Alerts

Apr 20, 2009

Emergency Response for Financial Catastrophe

Within the span of one year, the stock market lost 50 percent of its value, which is equal to over $7.4 trillion. Charitable foundations have been obliterated. State pension funds have been crippled. The man on the street who sought to manage his own retirement fund and invest in the stock market has been left stunned and his financial health a shadow of its former self.

Some would like to point their finger to those subprime borrowers and say that they caused this catastrophe. However, it is important to note that of the trillions of dollars lost, only about $500 billion, or less than 7 percent, is attributed to the subprime losses themselves. So for certain, it wasn't a conspiracy by subprime borrowers to take down the market. It runs much deeper than that. Because greed was allowed to run unchecked, it brought down a global economy.

Who aided and abetted this greed? In large part, the answers are found in information that we are not being given. For example, AIG has received hundreds of billions of dollars in several bailouts from the federal government. There is a shroud of secrecy as to whom AIG paid out monies. It is only recently that the New York attorney general has been attempting to make it public. We have been told that the big players (known as counterparties) received big payouts from AIG. For example, those entities that received tens of billions of dollars from AIG include Goldman Sachs, Merrill Lynch, JPMorgan Chase and others. This is on top of the bailouts that these companies received directly from the federal government as Troubled Asset Relief Program (TARP) recipients.

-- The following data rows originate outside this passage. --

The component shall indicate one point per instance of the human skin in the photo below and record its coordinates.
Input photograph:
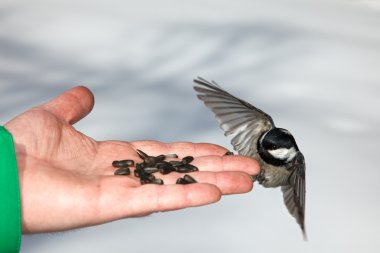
(66, 178)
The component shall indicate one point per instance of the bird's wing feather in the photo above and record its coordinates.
(236, 117)
(294, 193)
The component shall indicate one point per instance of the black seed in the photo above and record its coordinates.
(186, 168)
(165, 168)
(141, 154)
(123, 163)
(191, 167)
(160, 158)
(187, 159)
(122, 171)
(139, 170)
(189, 179)
(176, 163)
(146, 178)
(150, 161)
(181, 181)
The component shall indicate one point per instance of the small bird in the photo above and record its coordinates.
(255, 135)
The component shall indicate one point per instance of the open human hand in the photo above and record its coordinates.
(66, 178)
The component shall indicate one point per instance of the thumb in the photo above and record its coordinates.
(72, 105)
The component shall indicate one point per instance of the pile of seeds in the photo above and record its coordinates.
(152, 164)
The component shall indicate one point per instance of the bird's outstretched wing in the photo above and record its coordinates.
(244, 121)
(294, 193)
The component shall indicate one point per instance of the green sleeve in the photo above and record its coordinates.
(10, 204)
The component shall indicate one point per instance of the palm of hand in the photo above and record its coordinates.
(66, 178)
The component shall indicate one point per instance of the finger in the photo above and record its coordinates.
(180, 148)
(228, 182)
(227, 163)
(121, 201)
(72, 105)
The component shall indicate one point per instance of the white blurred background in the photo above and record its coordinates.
(313, 65)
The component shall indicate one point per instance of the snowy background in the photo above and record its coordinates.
(313, 65)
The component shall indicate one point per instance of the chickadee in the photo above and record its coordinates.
(255, 135)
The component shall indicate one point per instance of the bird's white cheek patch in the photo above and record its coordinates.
(283, 153)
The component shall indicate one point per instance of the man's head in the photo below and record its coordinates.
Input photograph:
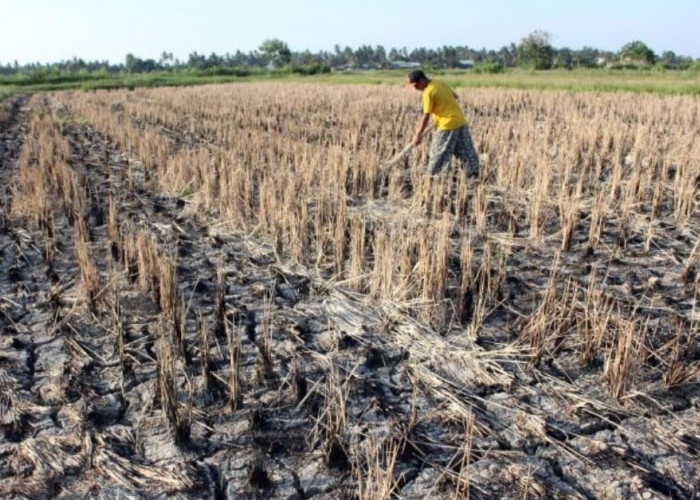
(418, 80)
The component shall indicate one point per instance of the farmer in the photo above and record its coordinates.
(452, 136)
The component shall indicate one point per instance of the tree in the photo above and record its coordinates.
(638, 52)
(536, 50)
(275, 51)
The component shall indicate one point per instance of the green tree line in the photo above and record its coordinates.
(534, 51)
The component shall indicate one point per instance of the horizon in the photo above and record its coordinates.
(44, 31)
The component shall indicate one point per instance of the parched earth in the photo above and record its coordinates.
(332, 386)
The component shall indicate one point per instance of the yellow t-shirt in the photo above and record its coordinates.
(439, 100)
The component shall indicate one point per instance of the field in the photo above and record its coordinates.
(225, 291)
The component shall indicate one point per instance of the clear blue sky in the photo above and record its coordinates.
(53, 30)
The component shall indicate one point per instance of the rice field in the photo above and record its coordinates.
(230, 291)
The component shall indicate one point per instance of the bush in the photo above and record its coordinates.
(313, 68)
(489, 67)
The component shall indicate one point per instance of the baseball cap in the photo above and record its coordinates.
(415, 76)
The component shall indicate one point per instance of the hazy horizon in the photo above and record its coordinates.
(47, 31)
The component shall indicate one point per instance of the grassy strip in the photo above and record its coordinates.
(600, 80)
(666, 83)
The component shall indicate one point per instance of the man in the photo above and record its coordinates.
(452, 136)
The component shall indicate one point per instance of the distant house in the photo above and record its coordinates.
(404, 64)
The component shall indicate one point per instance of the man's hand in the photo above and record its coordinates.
(422, 124)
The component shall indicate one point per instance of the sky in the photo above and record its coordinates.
(54, 30)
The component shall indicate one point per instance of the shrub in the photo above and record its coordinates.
(489, 67)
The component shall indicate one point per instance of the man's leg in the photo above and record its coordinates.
(441, 149)
(465, 151)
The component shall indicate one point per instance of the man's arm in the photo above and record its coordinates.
(422, 124)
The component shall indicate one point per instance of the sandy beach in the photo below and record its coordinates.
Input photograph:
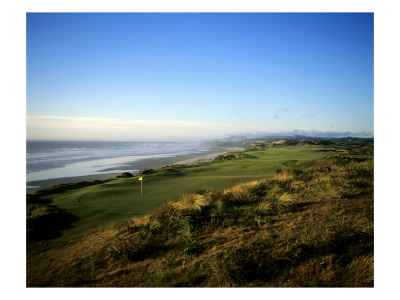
(152, 163)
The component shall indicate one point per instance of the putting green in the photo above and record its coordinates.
(115, 201)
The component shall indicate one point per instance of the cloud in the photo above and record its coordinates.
(81, 128)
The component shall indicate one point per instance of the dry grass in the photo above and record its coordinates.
(309, 225)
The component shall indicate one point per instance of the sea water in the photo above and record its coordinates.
(58, 159)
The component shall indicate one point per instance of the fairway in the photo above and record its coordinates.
(117, 200)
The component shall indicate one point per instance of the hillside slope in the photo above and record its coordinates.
(310, 224)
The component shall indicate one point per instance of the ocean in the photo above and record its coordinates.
(59, 159)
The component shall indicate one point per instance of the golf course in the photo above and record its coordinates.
(108, 203)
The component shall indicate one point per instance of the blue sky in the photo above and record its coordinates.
(191, 76)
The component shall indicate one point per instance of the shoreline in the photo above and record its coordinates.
(149, 163)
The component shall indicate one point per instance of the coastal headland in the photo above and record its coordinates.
(248, 218)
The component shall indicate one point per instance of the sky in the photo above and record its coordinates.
(196, 76)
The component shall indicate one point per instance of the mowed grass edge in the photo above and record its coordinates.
(114, 201)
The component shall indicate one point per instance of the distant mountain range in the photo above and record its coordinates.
(296, 134)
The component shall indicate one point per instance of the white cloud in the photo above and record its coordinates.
(77, 128)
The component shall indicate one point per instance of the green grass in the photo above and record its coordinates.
(114, 201)
(310, 224)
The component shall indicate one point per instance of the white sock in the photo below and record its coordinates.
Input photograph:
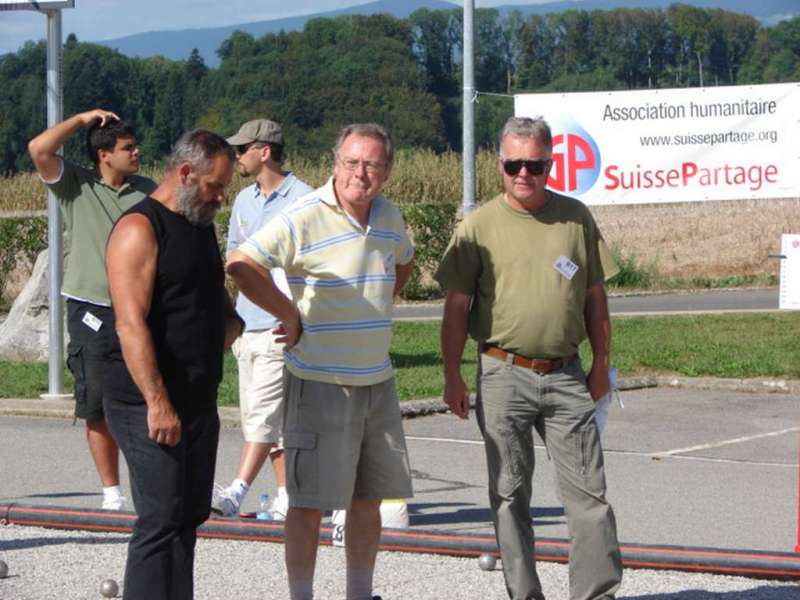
(301, 589)
(240, 488)
(112, 492)
(359, 583)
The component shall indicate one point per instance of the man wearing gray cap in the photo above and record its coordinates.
(259, 151)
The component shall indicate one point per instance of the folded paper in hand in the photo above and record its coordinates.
(602, 405)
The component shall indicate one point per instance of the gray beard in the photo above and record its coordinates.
(189, 205)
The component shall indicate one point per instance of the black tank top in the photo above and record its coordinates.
(187, 316)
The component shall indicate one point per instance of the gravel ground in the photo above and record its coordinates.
(49, 563)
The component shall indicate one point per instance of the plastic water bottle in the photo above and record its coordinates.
(264, 513)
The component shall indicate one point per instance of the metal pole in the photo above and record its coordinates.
(468, 153)
(54, 250)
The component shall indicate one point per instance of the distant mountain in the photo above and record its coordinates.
(768, 12)
(177, 45)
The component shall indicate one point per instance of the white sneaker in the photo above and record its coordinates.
(118, 503)
(279, 507)
(224, 501)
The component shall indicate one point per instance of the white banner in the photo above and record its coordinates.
(676, 145)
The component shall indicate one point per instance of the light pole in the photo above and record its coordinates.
(468, 151)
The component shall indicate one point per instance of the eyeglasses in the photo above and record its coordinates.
(244, 148)
(534, 167)
(351, 164)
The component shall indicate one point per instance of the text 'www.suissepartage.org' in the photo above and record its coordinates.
(710, 139)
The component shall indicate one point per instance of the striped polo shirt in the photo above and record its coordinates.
(342, 277)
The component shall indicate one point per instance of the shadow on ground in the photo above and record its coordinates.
(787, 592)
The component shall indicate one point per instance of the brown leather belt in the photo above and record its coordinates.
(539, 365)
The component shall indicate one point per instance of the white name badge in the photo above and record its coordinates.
(91, 321)
(566, 267)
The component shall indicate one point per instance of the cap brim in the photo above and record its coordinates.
(238, 139)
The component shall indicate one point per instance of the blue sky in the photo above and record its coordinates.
(93, 20)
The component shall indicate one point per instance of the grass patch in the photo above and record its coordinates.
(731, 281)
(729, 345)
(633, 274)
(27, 379)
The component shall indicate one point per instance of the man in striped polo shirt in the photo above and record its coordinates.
(346, 254)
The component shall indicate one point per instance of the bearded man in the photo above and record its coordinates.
(173, 319)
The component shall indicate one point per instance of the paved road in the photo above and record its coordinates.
(684, 467)
(709, 301)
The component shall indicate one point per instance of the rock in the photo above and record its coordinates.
(24, 334)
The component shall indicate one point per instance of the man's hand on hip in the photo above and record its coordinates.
(289, 331)
(598, 382)
(163, 423)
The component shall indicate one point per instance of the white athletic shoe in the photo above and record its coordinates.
(118, 503)
(224, 502)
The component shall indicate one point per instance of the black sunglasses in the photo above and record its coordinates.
(244, 148)
(534, 167)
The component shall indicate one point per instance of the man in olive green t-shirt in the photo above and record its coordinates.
(91, 201)
(524, 276)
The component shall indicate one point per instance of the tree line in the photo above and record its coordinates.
(404, 73)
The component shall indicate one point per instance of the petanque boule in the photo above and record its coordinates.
(109, 588)
(487, 562)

But, taking a step back, how did this all happen? Somebody came up with the idea to take something that is similar to damaged goods, such as the subprime loans, and package it with something good—thereby tainting it all—and then the system fed on itself. Companies have been charged with creating fictitious trading markets amongst themselves. And, how can you have independent review when the rating agencies themselves are paid fees by the very same firms that they are rating? Also, it has been alleged that the U.S. Securites and Exchange Commission (SEC) failed to uncover conflicts and irregularities. The powerhouse accounting firms also share in the blame. Satyam, the mammoth Indian outsourcing firm, earlier this year plunged the Indian stock market into financial chaos when it was uncovered that they had at least 54,000 less employees than were listed on their books and had committed a billion-dollar fraud. How does something like this escape its "independent" auditors?

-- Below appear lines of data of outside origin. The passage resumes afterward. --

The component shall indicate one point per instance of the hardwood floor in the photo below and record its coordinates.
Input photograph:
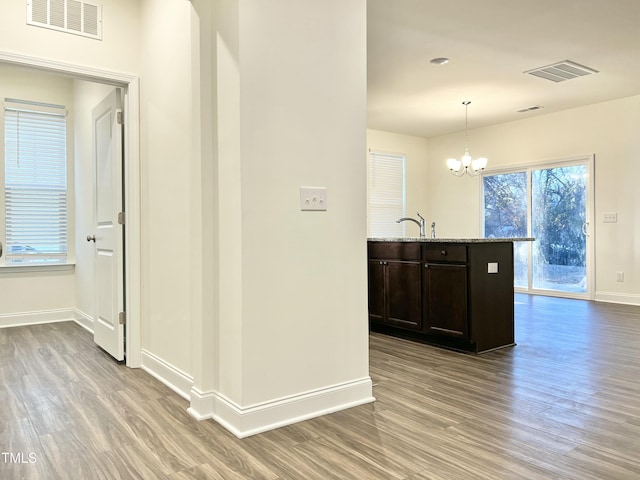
(563, 404)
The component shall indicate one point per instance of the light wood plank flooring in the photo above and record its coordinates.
(563, 404)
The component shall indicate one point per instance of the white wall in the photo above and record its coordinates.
(302, 122)
(55, 286)
(289, 111)
(608, 130)
(166, 157)
(291, 331)
(415, 150)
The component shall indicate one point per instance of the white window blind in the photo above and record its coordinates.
(35, 189)
(386, 194)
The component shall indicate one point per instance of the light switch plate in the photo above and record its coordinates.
(313, 198)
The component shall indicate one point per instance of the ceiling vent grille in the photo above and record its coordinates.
(70, 16)
(561, 71)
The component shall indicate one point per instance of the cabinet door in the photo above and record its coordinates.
(445, 299)
(376, 290)
(404, 289)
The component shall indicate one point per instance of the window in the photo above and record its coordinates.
(552, 203)
(35, 183)
(386, 194)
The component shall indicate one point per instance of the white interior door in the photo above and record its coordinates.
(108, 235)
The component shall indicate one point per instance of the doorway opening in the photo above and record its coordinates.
(131, 168)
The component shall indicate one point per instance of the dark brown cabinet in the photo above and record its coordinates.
(395, 286)
(453, 294)
(445, 299)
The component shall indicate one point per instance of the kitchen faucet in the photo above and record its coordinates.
(421, 224)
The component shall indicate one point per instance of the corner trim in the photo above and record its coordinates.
(34, 318)
(246, 421)
(84, 320)
(171, 376)
(622, 298)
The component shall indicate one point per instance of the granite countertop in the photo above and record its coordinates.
(452, 240)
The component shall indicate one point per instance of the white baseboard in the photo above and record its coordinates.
(623, 298)
(84, 320)
(246, 421)
(35, 318)
(172, 377)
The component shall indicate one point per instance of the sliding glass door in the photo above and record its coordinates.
(552, 204)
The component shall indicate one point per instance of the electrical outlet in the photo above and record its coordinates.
(313, 198)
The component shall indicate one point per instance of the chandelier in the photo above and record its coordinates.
(466, 165)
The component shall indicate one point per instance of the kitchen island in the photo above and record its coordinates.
(455, 293)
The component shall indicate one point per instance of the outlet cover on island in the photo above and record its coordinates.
(313, 198)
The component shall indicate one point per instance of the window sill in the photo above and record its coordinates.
(33, 268)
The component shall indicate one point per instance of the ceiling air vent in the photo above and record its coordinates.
(561, 71)
(70, 16)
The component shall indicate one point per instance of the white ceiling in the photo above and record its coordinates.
(490, 43)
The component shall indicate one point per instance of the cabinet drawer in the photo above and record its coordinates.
(394, 250)
(444, 252)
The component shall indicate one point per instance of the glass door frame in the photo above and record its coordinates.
(589, 162)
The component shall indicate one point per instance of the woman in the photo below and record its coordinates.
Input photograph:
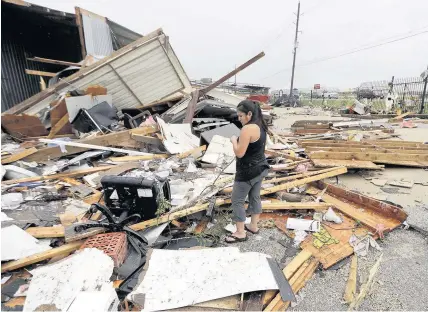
(251, 169)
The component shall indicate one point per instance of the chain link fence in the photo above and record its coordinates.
(409, 94)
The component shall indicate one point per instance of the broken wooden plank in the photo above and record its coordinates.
(375, 157)
(351, 284)
(39, 73)
(18, 156)
(288, 271)
(197, 151)
(367, 202)
(139, 157)
(23, 125)
(91, 146)
(351, 164)
(146, 139)
(64, 249)
(46, 232)
(71, 174)
(120, 138)
(299, 182)
(50, 61)
(58, 126)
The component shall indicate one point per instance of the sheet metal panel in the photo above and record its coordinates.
(97, 35)
(147, 70)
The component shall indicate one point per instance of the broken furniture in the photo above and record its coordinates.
(126, 196)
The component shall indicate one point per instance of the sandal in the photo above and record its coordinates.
(251, 231)
(235, 239)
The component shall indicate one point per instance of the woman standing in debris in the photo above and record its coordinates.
(251, 169)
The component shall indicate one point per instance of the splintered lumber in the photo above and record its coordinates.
(91, 146)
(351, 284)
(391, 216)
(195, 151)
(352, 164)
(367, 286)
(58, 126)
(291, 206)
(39, 73)
(139, 157)
(46, 232)
(172, 216)
(370, 156)
(59, 231)
(18, 156)
(120, 138)
(297, 282)
(58, 175)
(288, 178)
(285, 186)
(64, 249)
(288, 271)
(50, 61)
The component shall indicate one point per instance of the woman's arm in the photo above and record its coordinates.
(244, 140)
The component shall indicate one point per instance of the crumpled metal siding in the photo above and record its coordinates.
(16, 85)
(97, 36)
(151, 71)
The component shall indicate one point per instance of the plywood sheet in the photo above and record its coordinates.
(360, 164)
(199, 276)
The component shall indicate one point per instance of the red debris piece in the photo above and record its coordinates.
(114, 245)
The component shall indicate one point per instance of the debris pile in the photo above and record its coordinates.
(121, 209)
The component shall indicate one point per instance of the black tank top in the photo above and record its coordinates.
(254, 162)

Bottom Line: What are you to do? Preserve evidence. Look around your house and locate all those statements—all the information that you received from your trusted advisers. These very well may come into play in the near future. It is important what statements were made as well as sometimes more importantly what was not stated. Undisclosed conflicts of interest may be difficult to find, but there is usually a payment trail that can be uncovered with some digging. Both domestic and off-shore bank accounts will be scrutinized as well as payments to "outside vendors." All contractual relationships will be investigated to determine whether it involves a truly arms-length relationship, simply the same party or other undisclosed conflicts of interests.